"SHAMBLES" and "nightmare" were the words on teachers' lips in colleges and schools this week when they and their pupils grappled with the first batch of AS-level exams. As our report shows, schools are coping with overladen timetables, spiralling costs and confusion about how the exams will be marked and where the grade boundaries will fall. One student is taking eight-and-a-half hours of exams in a single day. It cannot be right that her future prospects depend on a schedule more demanding and more stressful than that of many of her peers.
Worst of all, there remain niggling doubts about whether it is all going to be worthwhile. Will universities, notoriously cautious and conservative bodies, take much, if any, notice of the new AS-levels? Or will they simply do as they have always done, and base admission on three A2 grades in the subjects most closely related to the applicants' chosen course? The purpose of the reform is laudable: to broaden sixth-form study and give pupils who decide to leave teir courses after a year a useful qualification. Teachers have long pressed for a wider spread of subjects at A-level, and in the absence of the political will for more radical change, they will want to make AS-level work. But ministers have seriously underestimated the upheaval caused by the new system.

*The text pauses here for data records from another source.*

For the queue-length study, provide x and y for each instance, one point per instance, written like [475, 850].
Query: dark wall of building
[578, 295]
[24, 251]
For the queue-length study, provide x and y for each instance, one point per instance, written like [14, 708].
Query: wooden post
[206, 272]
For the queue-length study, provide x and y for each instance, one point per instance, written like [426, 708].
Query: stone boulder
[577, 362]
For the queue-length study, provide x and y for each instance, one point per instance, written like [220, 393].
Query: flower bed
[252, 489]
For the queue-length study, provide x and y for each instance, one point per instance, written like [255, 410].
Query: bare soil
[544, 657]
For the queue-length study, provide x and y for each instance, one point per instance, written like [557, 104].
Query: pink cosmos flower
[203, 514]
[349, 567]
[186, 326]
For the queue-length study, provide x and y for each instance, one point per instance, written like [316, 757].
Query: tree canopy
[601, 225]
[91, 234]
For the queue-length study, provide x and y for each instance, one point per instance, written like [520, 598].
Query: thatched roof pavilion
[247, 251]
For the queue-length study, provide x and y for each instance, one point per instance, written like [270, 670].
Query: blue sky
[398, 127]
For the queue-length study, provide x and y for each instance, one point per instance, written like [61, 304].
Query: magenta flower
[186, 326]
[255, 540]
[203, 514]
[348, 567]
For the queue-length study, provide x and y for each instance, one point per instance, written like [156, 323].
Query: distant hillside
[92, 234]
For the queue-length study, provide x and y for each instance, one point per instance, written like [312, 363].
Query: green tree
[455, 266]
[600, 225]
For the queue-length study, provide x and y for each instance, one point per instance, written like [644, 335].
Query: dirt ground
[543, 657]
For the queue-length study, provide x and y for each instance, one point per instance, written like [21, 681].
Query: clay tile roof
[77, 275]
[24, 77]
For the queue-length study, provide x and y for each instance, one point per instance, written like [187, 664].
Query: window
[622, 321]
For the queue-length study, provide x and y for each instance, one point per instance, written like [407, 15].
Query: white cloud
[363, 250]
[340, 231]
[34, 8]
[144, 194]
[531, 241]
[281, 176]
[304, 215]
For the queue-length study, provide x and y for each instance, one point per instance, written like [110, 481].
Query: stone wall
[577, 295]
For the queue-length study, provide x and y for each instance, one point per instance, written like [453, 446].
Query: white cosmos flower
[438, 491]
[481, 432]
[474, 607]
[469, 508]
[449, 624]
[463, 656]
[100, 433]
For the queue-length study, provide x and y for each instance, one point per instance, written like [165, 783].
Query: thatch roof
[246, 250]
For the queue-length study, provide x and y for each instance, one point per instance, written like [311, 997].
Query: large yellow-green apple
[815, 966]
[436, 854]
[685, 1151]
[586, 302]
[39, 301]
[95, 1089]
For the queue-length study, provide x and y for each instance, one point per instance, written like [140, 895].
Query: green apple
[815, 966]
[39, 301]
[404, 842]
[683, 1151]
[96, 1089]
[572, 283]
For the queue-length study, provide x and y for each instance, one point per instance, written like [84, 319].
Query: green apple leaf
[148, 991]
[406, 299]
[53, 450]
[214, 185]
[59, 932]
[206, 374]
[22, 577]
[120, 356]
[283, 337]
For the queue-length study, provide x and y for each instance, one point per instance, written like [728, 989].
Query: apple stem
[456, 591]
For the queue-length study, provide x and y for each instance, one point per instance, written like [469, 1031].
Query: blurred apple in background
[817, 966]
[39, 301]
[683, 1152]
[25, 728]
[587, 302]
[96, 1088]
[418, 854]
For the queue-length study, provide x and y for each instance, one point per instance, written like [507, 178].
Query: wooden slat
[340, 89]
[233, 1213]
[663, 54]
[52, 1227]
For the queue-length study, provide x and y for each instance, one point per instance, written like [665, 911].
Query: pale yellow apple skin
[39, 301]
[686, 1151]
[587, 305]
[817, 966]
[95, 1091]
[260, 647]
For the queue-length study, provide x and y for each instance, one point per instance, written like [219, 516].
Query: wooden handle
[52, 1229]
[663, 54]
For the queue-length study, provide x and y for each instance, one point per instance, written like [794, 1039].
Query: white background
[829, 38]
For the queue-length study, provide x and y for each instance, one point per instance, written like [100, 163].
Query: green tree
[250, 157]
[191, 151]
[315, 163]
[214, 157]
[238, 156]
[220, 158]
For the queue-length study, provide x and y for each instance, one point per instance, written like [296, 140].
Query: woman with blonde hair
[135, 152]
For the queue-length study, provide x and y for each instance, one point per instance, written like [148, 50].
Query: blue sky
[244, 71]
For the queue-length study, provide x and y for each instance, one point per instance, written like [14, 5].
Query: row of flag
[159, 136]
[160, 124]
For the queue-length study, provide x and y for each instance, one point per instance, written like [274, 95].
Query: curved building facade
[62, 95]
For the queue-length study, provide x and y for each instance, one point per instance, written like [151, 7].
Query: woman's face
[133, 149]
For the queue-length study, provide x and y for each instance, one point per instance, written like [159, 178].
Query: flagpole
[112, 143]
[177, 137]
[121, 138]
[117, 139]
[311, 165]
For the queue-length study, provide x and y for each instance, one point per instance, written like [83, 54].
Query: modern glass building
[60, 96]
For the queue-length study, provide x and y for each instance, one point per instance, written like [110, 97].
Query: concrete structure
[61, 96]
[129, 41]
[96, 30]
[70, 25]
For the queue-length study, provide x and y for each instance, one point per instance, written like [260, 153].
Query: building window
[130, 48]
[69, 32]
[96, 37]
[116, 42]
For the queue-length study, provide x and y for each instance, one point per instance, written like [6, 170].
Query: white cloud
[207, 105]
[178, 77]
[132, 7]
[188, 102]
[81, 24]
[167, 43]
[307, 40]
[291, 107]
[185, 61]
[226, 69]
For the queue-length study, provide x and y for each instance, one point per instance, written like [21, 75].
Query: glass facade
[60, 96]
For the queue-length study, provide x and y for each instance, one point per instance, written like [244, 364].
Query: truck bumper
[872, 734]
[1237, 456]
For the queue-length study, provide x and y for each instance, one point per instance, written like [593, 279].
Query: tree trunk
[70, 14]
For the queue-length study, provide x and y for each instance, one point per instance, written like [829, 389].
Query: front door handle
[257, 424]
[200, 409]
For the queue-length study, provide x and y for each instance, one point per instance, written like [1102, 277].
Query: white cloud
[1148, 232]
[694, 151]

Ultimately, they will need to look at the burden of public examinations. This week, some leading independent schools said that they might abandon GCSEs and enter candidates for only AS and A2. Many teachers in state schools will share their view that schools are spending too much time examining and too little teaching. Under the new system, pupils are being examined for two terms and taught for four. In the days of the old A-level, they were taught for five and examined for one. As the number of tests between the ages of five and 18 proliferates, the time has come to consider different forms of assessment that will involve fewer external examinations and depend more on teachers' judgment.